Venesky‑Brown’s client, a public sector organisation in Edinburgh, is currently looking to recruit an AI Python Engineer for an initial 12 month contract with option to extend on a rate of £600/day (Outside IR35). This role will be based in Edinburgh, however, attendance at the project site will only be required on an as‑needed basis.
Responsibilities
- Build and maintain the shared Python platform library that all workloads depend on — configuration, logging/telemetry, Azure clients, model interface abstractions.
- Hold a high engineering bar across the codebase: type safety, test coverage, linting, dependency hygiene.
- Keep the library’s abstractions clean as models, transports, and workloads rotate underneath them.
- Implement and maintain Temporal‑based workflow workers for the document processing pipeline (ingestion – extraction – reasoning/rule‑assertion – deterministic mapping).
- Build the plumbing that loads and serves open‑weight models inside workers (embedded inference engine pattern), including model provenance verification and warm‑load behaviour.

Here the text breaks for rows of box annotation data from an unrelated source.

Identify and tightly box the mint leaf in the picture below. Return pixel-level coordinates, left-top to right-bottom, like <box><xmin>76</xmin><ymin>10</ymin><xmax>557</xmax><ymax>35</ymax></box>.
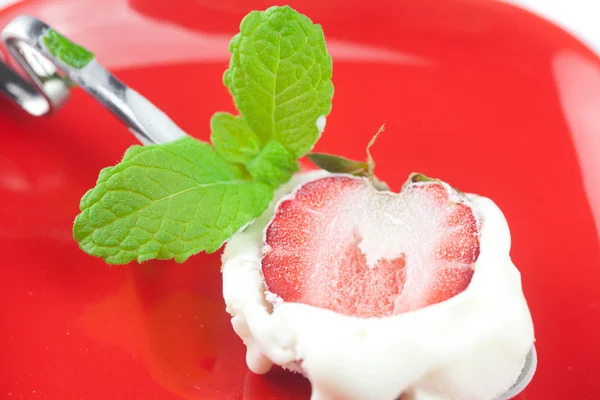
<box><xmin>223</xmin><ymin>6</ymin><xmax>333</xmax><ymax>158</ymax></box>
<box><xmin>307</xmin><ymin>153</ymin><xmax>369</xmax><ymax>176</ymax></box>
<box><xmin>367</xmin><ymin>124</ymin><xmax>385</xmax><ymax>176</ymax></box>
<box><xmin>246</xmin><ymin>141</ymin><xmax>299</xmax><ymax>187</ymax></box>
<box><xmin>42</xmin><ymin>29</ymin><xmax>94</xmax><ymax>69</ymax></box>
<box><xmin>73</xmin><ymin>138</ymin><xmax>273</xmax><ymax>264</ymax></box>
<box><xmin>210</xmin><ymin>113</ymin><xmax>261</xmax><ymax>164</ymax></box>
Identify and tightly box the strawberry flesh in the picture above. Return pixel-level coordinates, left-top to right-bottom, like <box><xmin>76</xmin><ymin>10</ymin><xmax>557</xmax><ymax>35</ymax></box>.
<box><xmin>262</xmin><ymin>175</ymin><xmax>479</xmax><ymax>317</ymax></box>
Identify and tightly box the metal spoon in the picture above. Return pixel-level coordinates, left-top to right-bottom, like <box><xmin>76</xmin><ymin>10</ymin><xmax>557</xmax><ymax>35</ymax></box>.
<box><xmin>0</xmin><ymin>15</ymin><xmax>537</xmax><ymax>400</ymax></box>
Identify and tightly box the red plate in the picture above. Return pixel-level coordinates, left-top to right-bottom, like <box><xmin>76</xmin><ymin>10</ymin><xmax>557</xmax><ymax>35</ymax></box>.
<box><xmin>0</xmin><ymin>0</ymin><xmax>600</xmax><ymax>400</ymax></box>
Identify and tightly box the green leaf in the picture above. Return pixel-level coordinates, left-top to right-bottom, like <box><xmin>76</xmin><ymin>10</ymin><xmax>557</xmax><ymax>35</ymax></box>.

- Implement per‑queue scaling, priority isolation, and burst handling.
- Develop and maintain Terraform for the platform estate across non‑prod, pre‑prod and prod environments.
- Own the GitOps deployment path (ArgoCD) and the container build/publish pipeline into the registry.

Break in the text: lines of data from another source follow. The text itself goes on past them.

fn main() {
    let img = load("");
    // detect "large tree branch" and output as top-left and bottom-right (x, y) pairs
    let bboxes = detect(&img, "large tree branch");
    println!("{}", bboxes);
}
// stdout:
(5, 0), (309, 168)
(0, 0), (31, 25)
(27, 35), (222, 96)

- Operate workloads on AKS — namespaces, autoscaling (KEDA), service mesh, policy and security add‑ons.
- Build telemetry, dashboards and alerting (Managed Prometheus / Grafana, App Insights) shaped for first‑line consumption.
- Implement support automation as a first‑class platform layer — self‑healing operator patterns, runbooks‑as‑code — to minimise manual operational handover. (Directly supports the RUN‑readiness risk on this programme.)
- Implement validation and verification logic so extracted/derived data meets quality standards before it leaves the pipeline.
- Integrate the platform with enterprise systems (message bus, databases, document stores) and support the AI engineers in wiring new model workloads in.
- Work to the team’s design and task discipline (low‑level design templates, tightly scoped tasks, ADO tracking).
- Document architecture, runbooks and operational guidance to support deployment and ongoing support.
- Strong, demonstrable production Python — typed code (mypy/strict or equivalent), testing (pytest), linting, packaging and dependency management.
- Containers and Kubernetes in production: building images, deploying and operating workloads, debugging in‑cluster.
- Infrastructure as code — Terraform (or equivalent) with a modular, environment‑driven structure.
- CI/CD and GitOps — automated build/test/deploy pipelines; declarative deployment.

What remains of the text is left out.